Apparently, one team was short a puzzle and GC asked us to provide an extra puzzle since we'd mentioned we had two candidates for our final puzzle, so I threw in my Walk the Line puzzle. I'll admit I found it not truly satisfying that it used the same underlying encoding as our other paper puzzle, but I guess I was just noticing groups of five this week...
The solving period was brief but fun. Both this year and last year, I've been really impressed with the level of creativity for puzzles produced in such a brief timeframe. This time around, we did see more errors in puzzles - one in particular that allowed us to get to the very last step of the puzzle and have the right approach, but be unable to solve it - very annoying!

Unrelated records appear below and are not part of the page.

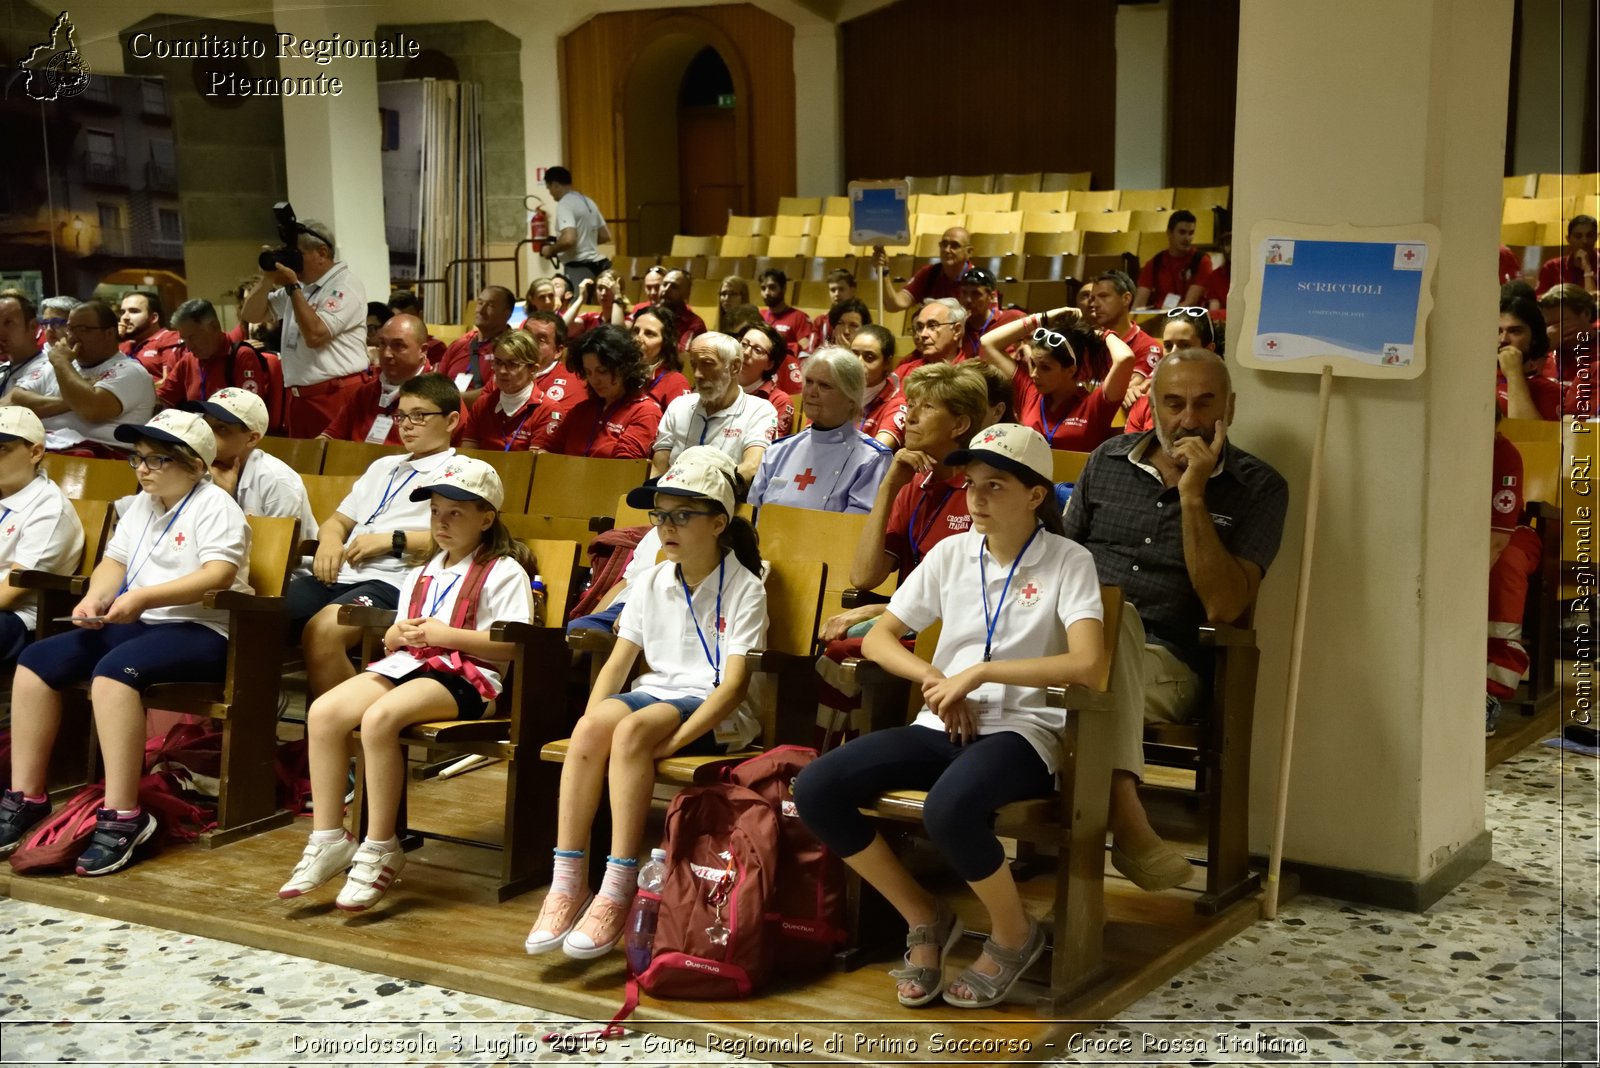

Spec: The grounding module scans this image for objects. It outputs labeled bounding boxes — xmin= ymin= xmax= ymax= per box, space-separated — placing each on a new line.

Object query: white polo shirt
xmin=652 ymin=389 xmax=778 ymax=466
xmin=616 ymin=550 xmax=767 ymax=750
xmin=237 ymin=448 xmax=318 ymax=541
xmin=332 ymin=448 xmax=455 ymax=585
xmin=747 ymin=422 xmax=893 ymax=515
xmin=888 ymin=529 xmax=1104 ymax=773
xmin=390 ymin=550 xmax=534 ymax=697
xmin=267 ymin=260 xmax=369 ymax=388
xmin=39 ymin=354 xmax=157 ymax=451
xmin=0 ymin=472 xmax=86 ymax=631
xmin=103 ymin=479 xmax=253 ymax=636
xmin=555 ymin=190 xmax=608 ymax=264
xmin=608 ymin=526 xmax=662 ymax=605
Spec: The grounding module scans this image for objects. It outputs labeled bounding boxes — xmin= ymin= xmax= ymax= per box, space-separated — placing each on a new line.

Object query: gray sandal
xmin=888 ymin=900 xmax=963 ymax=1007
xmin=943 ymin=918 xmax=1046 ymax=1009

Nonetheless, there were some very cool puzzles - I particularly enjoyed the cryptic crossword where puzzle ingredients sometimes occupied word intersections (although the use of Pb for lead did trip us up a bit). Other puzzles that stand out for me include a crossword embedded in a tree with types of monkeys as vertical answers and a puzzle with images representing letters encoded in 5 bits, which conveniently turned out to be very similar to a puzzle I made for Cyndy's spy-themed birthday hunt this summer. There was a cool backwards cryptogram entitled The DaVinci Code, which unfortunately had a particularly nasty final step that kept us from solving it. The Pringles puzzle (a container of different flavors of Pringles chips with various data written on them) produced by the winning team was also fun - well, fun for me anyway, because Nikhil and Cyndy did all the data munging and my contribution was just to get past the final step by noticing that the flavors of Pringles listed on the fake Pringles wrapper were in the form of a Braille cell.
In all, it was a fun weekend of puzzling. Too bad more teams didn't get to enjoy it!